In image retrieval or other similarity-based task such as person re-identification, we need to compute the similarity(or distance) between the our query image and the database images. Then we can rank the database images according to their similarity to the query image. In this post, I want to briefly introduce 2 measures widely used in image retrieval tasks.

# The Euclidean distance

The Euclidean distance is straight forward, suppose \(x\) and \(y\) is two feature vectors in \(\mathbf{R^n}\), then the Euclidean distance between the two vectors is:

\[\begin{equation}\begin{aligned} d_{euclid} &= {\Vert x - y \Vert}_2 \\ &= \sqrt{\sum_{i=1}^{n}(x_i - y_i)^2} \\ &= \sqrt{ {\Vert x \Vert}^2 + {\Vert y \Vert}^2 - 2x\cdot y }\\ \end{aligned}\end{equation}\]

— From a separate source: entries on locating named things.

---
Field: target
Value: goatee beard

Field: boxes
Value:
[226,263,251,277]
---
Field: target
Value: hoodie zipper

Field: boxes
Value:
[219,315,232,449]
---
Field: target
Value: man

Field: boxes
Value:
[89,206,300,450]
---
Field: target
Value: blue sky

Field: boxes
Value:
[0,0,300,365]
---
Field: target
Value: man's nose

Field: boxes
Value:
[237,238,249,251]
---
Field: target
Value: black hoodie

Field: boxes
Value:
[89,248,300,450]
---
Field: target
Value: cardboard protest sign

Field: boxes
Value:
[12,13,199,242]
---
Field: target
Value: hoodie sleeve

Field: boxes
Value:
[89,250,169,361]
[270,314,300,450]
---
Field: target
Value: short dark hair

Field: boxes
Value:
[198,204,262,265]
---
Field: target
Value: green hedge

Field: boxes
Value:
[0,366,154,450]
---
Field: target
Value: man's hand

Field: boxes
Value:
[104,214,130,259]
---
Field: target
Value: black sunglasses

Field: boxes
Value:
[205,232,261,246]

If Euclidean distance between feature vectors of image A and B is smaller than that of image A and C, then we may conclude that image B is more similar to A than image C.

# The cosine similarity

Cosine similarity is another commonly used measure. For vector \(x\) and \(y\), it is defined as:

\[\begin{equation} s = \frac{x\cdot y}{\Vert x \Vert \Vert y \Vert}\ , \end{equation}\]

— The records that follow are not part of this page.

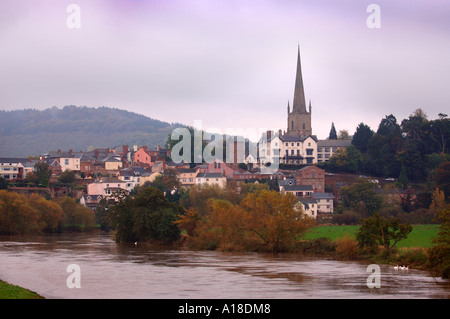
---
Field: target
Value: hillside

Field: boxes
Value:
[0,106,181,157]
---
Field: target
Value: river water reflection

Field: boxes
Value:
[0,234,450,299]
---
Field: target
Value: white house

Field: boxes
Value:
[297,198,317,219]
[280,135,317,164]
[87,177,129,197]
[313,192,334,215]
[317,140,352,162]
[195,173,227,188]
[280,185,314,198]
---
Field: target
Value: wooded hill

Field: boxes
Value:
[0,106,182,157]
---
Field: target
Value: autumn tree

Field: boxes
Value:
[108,187,181,242]
[352,123,374,154]
[0,190,40,235]
[0,190,63,235]
[186,190,308,252]
[356,214,412,255]
[428,189,450,278]
[28,194,64,233]
[340,178,383,217]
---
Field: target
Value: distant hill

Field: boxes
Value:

which is actually the cosine value of angle \(\theta\) between vector \(x\) and \(y\). Here is a plot which shows that.

How does the above equation come? It can be derived from the The Law of cosines. Based on that law, we have:

\[\begin{equation} \cos(\theta) = \frac{ {\Vert x \Vert}^2 +{\Vert y \Vert}^2 - {\Vert x - y\Vert}^2 }{2\Vert x \Vert \cdot \Vert y \Vert}\ . \end{equation}\]

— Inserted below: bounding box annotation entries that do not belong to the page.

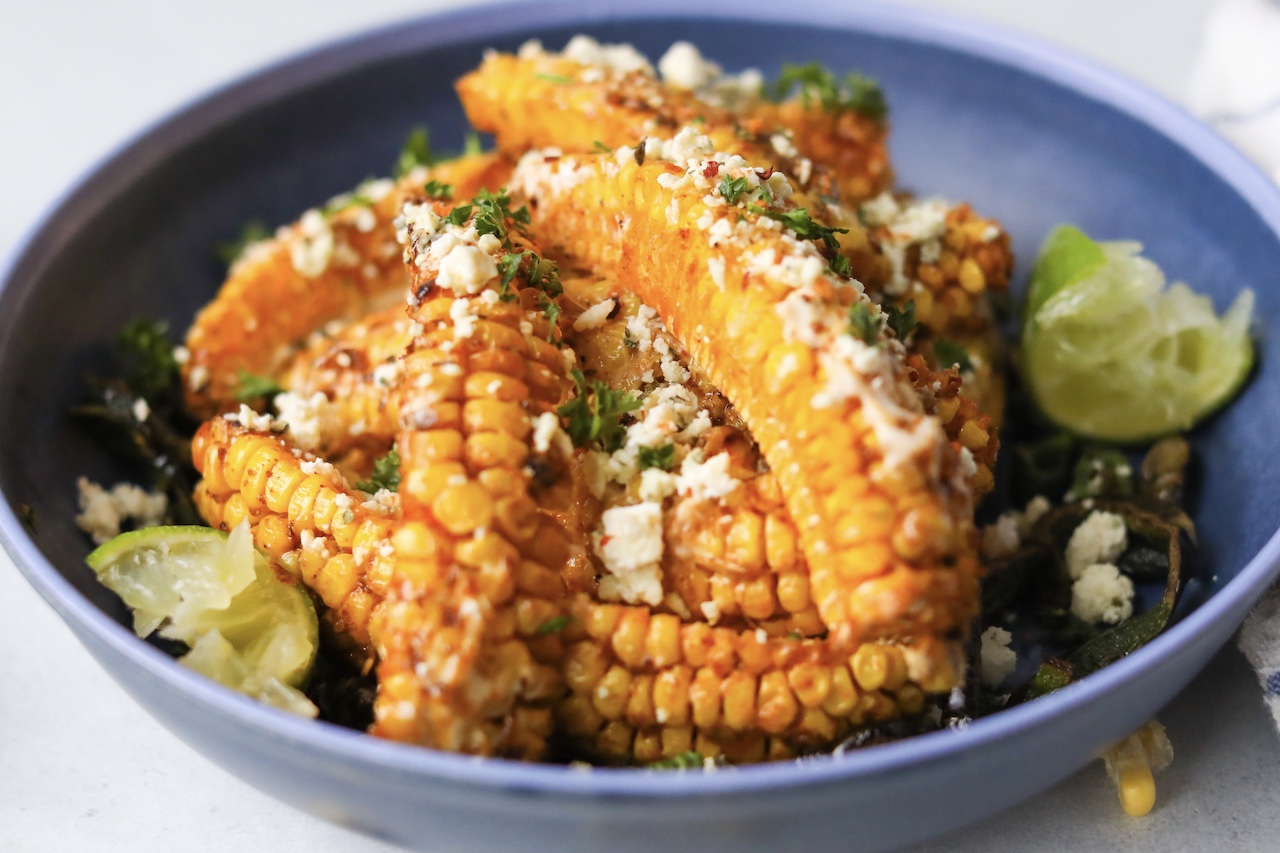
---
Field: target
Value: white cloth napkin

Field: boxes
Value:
[1187,0,1280,729]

We also have the following equality:

\[\begin{equation}\begin{aligned} {\Vert x - y\Vert}^2 &= {d_{euclid}}^2 \\ &= {\Vert x \Vert}^2 +{\Vert y \Vert}^2 - 2x\cdot y \end{aligned}\end{equation}\]

Combine the two equations, we can finally get

\[\begin{equation} \cos(\theta) = \frac{x\cdot y}{\Vert x \Vert \cdot \Vert y \Vert} \end{equation}\]

# Cosine distance and its relation to Euclidean distance

In image retrieval, the feature vectors are often \(L_2\) normalized to be a unit vector. In this case, the Euclidean distance between two vectors \(x\) and \(y\) becomes:

\[\begin{equation}\begin{aligned} d_{euclid} &= \sqrt{\sum_{i=1}^{n}(x_i - y_i)^2} \\ &= \sqrt{ {\Vert x \Vert}^2 + {\Vert y \Vert}^2 - 2x\cdot y }\\ &= \sqrt{ 2 - 2x\cdot y }\\ &= \sqrt{ 2(1 - x\cdot y) }\\ \end{aligned}\end{equation}\]

In image retrieval, the feature vector elements are all positive. \(\cos(\theta)\) are in the range \([0, 1]\).Then we can define cosine distance as

\[\begin{equation} d_{cosine}(x, y) = 1 - x\cdot y \ . \end{equation}\]

Now it is easy to see that

\[\begin{equation} d_{euclid}(x, y) = \sqrt{ 2d_{cosine} }\ . \end{equation}\]

So these two measures are closely related. In this case, you can choose either of the two measurement to assess the similarity between two images.